# Question about FLAC files



## Airforceyooper (Sep 22, 2005)

ok, so I know FLAC stands for Free Lossless Audio Codex, or something similar. And I know they're a lossless format ... but compared to what? 

Correct me if I'm wrong, but albums have significantly more dynamic range than CDs. So are FLAC files on par with albums? Or just CDs?


----------



## [email protected] (Nov 7, 2010)

I would say the standard would be CD in your question. You can get some FLAC (and other ) files that are a higher resolution than CD's, so in some instances better....


----------



## Airforceyooper (Sep 22, 2005)

[email protected] said:


> I would say the standard would be CD in your question. You can get some FLAC (and other ) files that are a higher resolution than CD's, so in some instances better....


Any suggestion as to where or how I could reliably attain FLAC files nearest to album quality as possible?


----------



## REGULARCAB (Sep 26, 2013)

Someone should find a really nice link explaining all the audio formats and sticky it.... Not me but someone


----------



## [email protected] (Nov 7, 2010)

hdtracks.com is a great place to buy flac stuff.. Many of their albums are above cd resolution.

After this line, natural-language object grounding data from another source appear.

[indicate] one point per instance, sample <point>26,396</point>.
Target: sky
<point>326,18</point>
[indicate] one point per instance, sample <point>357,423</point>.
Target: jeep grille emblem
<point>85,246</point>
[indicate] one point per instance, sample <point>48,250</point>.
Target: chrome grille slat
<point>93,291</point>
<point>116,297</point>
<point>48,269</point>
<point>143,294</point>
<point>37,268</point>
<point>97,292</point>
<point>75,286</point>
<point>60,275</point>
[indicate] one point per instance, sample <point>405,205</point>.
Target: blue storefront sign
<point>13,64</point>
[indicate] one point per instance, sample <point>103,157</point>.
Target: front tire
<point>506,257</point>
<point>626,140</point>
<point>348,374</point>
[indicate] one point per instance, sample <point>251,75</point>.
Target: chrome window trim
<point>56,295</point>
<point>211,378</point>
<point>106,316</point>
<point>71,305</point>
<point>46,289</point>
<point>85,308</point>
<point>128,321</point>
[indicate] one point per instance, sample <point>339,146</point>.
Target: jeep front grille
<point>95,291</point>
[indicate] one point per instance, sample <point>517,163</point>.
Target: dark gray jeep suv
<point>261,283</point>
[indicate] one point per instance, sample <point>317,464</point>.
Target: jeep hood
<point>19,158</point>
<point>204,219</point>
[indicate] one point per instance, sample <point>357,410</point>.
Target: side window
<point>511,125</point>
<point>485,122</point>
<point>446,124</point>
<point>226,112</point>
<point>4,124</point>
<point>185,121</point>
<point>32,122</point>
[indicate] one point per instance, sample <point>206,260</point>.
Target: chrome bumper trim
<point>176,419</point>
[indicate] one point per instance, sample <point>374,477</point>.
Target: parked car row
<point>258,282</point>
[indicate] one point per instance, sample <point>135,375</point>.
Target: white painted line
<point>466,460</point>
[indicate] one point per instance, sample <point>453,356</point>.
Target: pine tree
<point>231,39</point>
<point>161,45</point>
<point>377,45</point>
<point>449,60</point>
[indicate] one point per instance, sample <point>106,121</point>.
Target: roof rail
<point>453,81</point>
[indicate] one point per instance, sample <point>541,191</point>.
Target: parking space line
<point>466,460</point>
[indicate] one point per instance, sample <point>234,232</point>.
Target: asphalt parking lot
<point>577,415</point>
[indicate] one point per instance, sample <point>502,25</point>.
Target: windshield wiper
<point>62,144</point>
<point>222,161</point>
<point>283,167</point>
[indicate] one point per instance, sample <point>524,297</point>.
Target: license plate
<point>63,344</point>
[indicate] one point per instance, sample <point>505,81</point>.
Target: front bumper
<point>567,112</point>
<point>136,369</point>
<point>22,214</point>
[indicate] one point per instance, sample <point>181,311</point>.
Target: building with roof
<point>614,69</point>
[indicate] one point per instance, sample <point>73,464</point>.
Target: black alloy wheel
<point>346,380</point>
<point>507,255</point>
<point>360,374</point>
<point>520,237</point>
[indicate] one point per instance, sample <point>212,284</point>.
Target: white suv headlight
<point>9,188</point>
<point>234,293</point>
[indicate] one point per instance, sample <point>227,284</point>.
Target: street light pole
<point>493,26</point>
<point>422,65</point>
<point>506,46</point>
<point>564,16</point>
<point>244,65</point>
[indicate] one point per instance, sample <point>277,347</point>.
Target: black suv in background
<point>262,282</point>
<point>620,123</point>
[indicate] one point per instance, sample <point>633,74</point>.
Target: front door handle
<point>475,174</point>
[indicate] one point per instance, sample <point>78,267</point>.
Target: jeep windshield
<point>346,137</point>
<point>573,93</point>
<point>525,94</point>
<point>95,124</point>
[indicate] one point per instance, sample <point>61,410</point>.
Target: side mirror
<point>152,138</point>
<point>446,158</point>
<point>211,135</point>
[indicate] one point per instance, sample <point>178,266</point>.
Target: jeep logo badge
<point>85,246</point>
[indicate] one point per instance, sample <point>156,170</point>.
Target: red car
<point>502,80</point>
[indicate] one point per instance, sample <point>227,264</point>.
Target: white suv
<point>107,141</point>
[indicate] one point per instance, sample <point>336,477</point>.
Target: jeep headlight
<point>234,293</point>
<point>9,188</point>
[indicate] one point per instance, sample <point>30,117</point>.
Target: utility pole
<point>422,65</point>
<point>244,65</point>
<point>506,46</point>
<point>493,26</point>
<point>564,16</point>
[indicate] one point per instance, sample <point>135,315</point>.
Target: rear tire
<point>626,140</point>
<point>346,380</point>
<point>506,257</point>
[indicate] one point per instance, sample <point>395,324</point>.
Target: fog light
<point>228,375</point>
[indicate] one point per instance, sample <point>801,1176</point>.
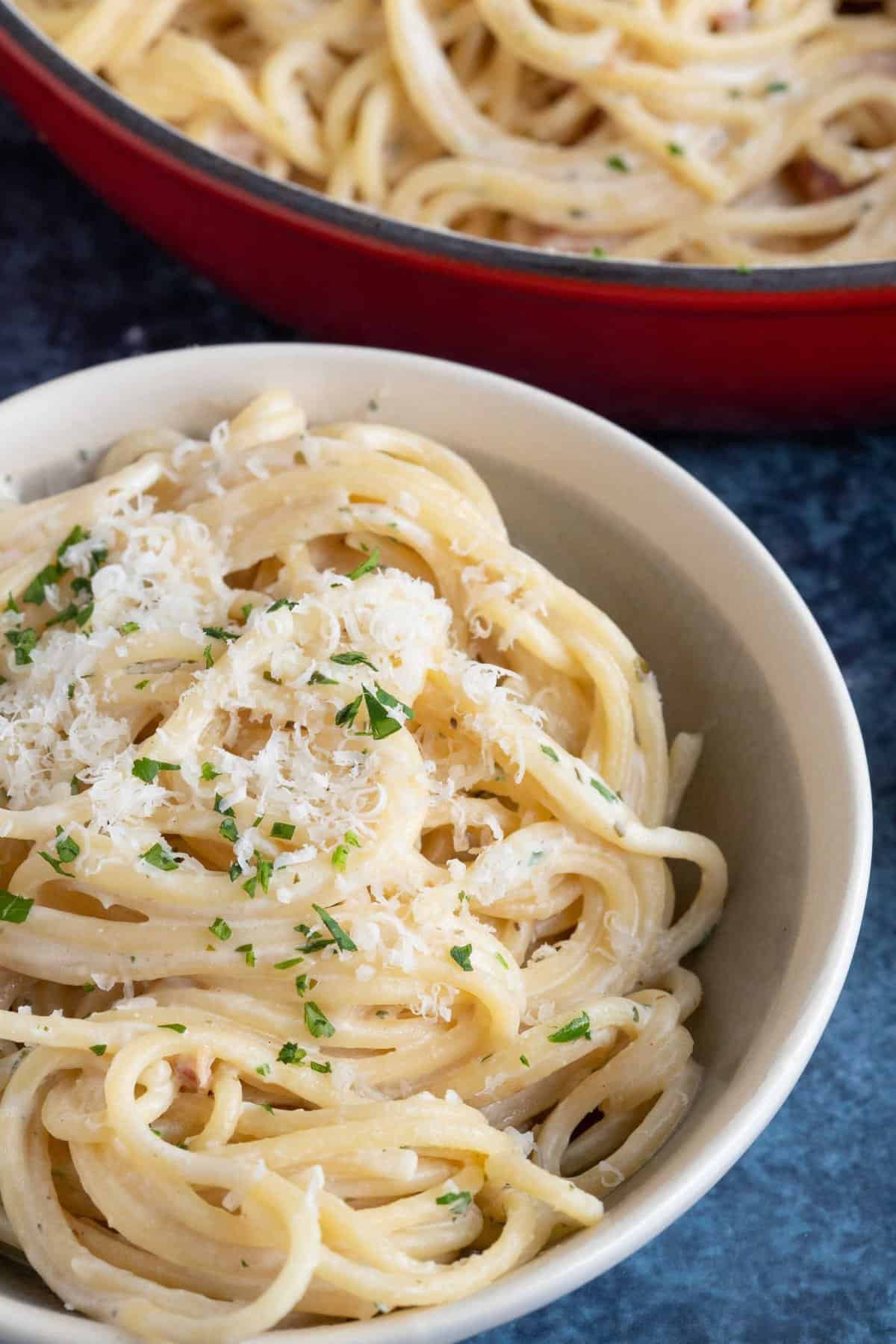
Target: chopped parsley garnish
<point>462,956</point>
<point>67,848</point>
<point>367,564</point>
<point>575,1030</point>
<point>340,937</point>
<point>23,643</point>
<point>316,944</point>
<point>458,1201</point>
<point>54,863</point>
<point>13,909</point>
<point>160,858</point>
<point>382,724</point>
<point>317,1023</point>
<point>344,717</point>
<point>290,1053</point>
<point>265,870</point>
<point>351,660</point>
<point>147,769</point>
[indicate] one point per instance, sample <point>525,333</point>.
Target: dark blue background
<point>795,1245</point>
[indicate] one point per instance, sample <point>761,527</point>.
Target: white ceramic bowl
<point>782,786</point>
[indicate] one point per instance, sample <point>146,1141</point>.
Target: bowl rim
<point>426,243</point>
<point>771,1081</point>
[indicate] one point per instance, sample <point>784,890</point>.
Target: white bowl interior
<point>782,785</point>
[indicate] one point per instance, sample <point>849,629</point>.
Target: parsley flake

ripping your own cd's to flac is also a great way to get some good quality flac files. ;-)


----------



## rton20s (Feb 14, 2011)

Just keep in mind that a high resolution flack of a recording whose dynamic range is compressed like crazy isn't likely to sound any better. A good reference for this is the dynamic range database. 

Album list - Dynamic Range Database


----------



## charliekwin (Apr 22, 2012)

I'm sure it's been covered, but I need a break from work, so here goes...



Airforceyooper said:


> And I know they're a lossless format ... but compared to what?


Compared to the source it came from. The data in any losslessly compressed file is, by definition, bit-identical to the original when uncompressed. You can take an audio CD, convert it to a FLAC file, convert it to ALAC, then Dolby TrueHD, then back to FLAC and do that 1000 times over and it will be _identical_ to the original CD. 




Airforceyooper said:


> Correct me if I'm wrong, but albums have significantly more dynamic range than CDs. So are FLAC files on par with albums? Or just CDs?


The FLAC file will be no better or no worse (again, definitively) than the source it came from. As for dynamic range, what I'm sure you're thinking of are the "Loudness Wars," in which case the limits of media types aren't really a concern. Mastering is. It's all well-documented and better explained by a Google search. Recording quality is what matters. Compression algorithms, if done properly, have anywhere from a negligible to non-existent impact on sound quality.


----------



## Airforceyooper (Sep 22, 2005)

I appreciate all your input into this. You've given me some new things to research. Much appreciated.


----------